How important is it in the home kitchen? Let’s consider that cup of flour. Typically we measure dry ingredients by scooping with a measuring cup, overfilling it, then sweeping a leveler across the top. But the scoop-and-sweep method can come up short: Testers have found as much as a 20 percent difference in the weight of an ingredient measured that way.
You can test this yourself in your own kitchen but, of course, you would need a scale. Compact digital models that switch between ounces and grams are widely available for as little as $20 to $50 — relatively cheap as kitchen appliances go. Yet many home cooks don’t own one. That’s a big reason recipes and cookbooks written for general audiences continue to list ingredients by volume rather than weight. The few that give both tend to be about baking.

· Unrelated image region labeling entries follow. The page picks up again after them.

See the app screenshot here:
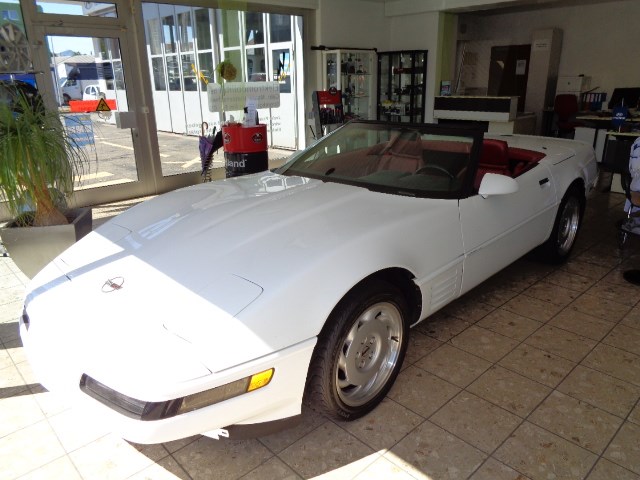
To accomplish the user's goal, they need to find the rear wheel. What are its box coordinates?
[305,281,409,420]
[540,186,584,264]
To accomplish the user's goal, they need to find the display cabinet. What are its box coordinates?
[322,50,376,120]
[377,50,427,123]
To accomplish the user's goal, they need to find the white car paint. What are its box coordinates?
[20,125,596,443]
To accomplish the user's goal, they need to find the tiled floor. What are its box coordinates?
[0,178,640,480]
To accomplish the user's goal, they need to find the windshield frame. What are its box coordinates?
[275,120,484,199]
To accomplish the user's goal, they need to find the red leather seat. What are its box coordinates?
[473,138,511,190]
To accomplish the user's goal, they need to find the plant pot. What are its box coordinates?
[0,208,93,278]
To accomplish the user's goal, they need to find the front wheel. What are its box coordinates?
[305,281,409,420]
[540,186,584,264]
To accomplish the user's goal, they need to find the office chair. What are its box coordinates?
[553,93,583,138]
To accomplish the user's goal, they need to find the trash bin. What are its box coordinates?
[222,124,269,178]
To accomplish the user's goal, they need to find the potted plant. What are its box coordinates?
[0,83,92,277]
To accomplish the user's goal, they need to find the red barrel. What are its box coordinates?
[222,123,269,178]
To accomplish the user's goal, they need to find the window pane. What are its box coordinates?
[219,50,244,82]
[178,12,193,52]
[35,0,118,18]
[269,14,291,43]
[147,18,162,55]
[180,54,198,91]
[151,57,167,91]
[247,47,267,82]
[196,8,211,50]
[245,12,264,45]
[272,48,291,93]
[162,15,176,53]
[198,53,215,91]
[166,55,182,91]
[219,10,240,47]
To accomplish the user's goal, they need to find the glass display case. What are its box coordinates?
[376,50,427,123]
[322,50,376,120]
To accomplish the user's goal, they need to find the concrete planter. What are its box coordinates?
[0,208,93,278]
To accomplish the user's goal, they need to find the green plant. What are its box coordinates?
[0,90,88,226]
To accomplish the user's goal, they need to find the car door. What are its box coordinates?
[460,163,557,293]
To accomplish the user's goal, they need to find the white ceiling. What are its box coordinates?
[366,0,625,14]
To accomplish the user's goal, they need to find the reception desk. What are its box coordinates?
[433,95,536,135]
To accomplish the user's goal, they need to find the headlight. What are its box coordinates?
[80,368,274,421]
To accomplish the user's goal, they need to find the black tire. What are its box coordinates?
[539,185,585,264]
[305,280,409,420]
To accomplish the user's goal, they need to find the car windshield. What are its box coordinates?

“The Dahlia Bakery Cookbook” is the only one of the four Tom Douglas cookbooks that lists both volume and weight measurements. “Bread and pastry bakers measure by weights, but we figured most home cooks would probably use the volume measurements,” says co-author Shelley Lance. “In the restaurants, bakers do a lot of scaling up and scaling down. They might be making four loaves one day and 24 loaves another day. Mathematically, it’s easier to multiply and divide when you’re using weights.”
“I always appreciate it when a recipe provides both weight and volume,” says food writer and avid baker Rebekah Denn. She’s convinced the meringue recipe from Renee Erickson’s cookbook, “A Boat, A Whale and a Walrus,” works so well because she weighs the ingredients. “ ‘Equal weight of egg whites and superfine sugar’ is a lot more precise than, ‘8 egg whites and 11/3 cups superfine sugar.’ The weight of eight egg whites can vary dramatically depending on the size of the eggs I have at hand.”
Cookbook author Leora Y. Bloom owns three scales — an old Salter, a digital scale that measures tenths of grams and one she bought “just because it’s beautiful.” She always uses weights when developing recipes. “I use the ‘accepted’ volume measurements to convert, and then I test the recipe again with the volume measurements.” (King Arthur Flour’s website has a conversion chart for many common ingredients.)
The other big reasons to weigh, say Denn and Bloom (both working moms), are that it’s faster and easier, and there’s less to wash up. You just hit “tare” to zero out the scale, and dump in the next ingredient.
For many dishes, “adding a slug of olive oil, a dash of vinegar, a sprig of thyme or salt to taste isn’t going to make a big difference,” says Young. “On the other hand, if I’m making something like a ragù, which takes a lot of time and labor, then I’m going to make sure it’s going to come out the way I expect by scaling my ingredients by weight, since it lets me work fast, efficient and guarantees I’m going to get what I expect.”
Over the years at ChefSteps, he’s found, “Once a home cook learns to work with a scale, they never look back to the archaic approach of using volumetric measures.”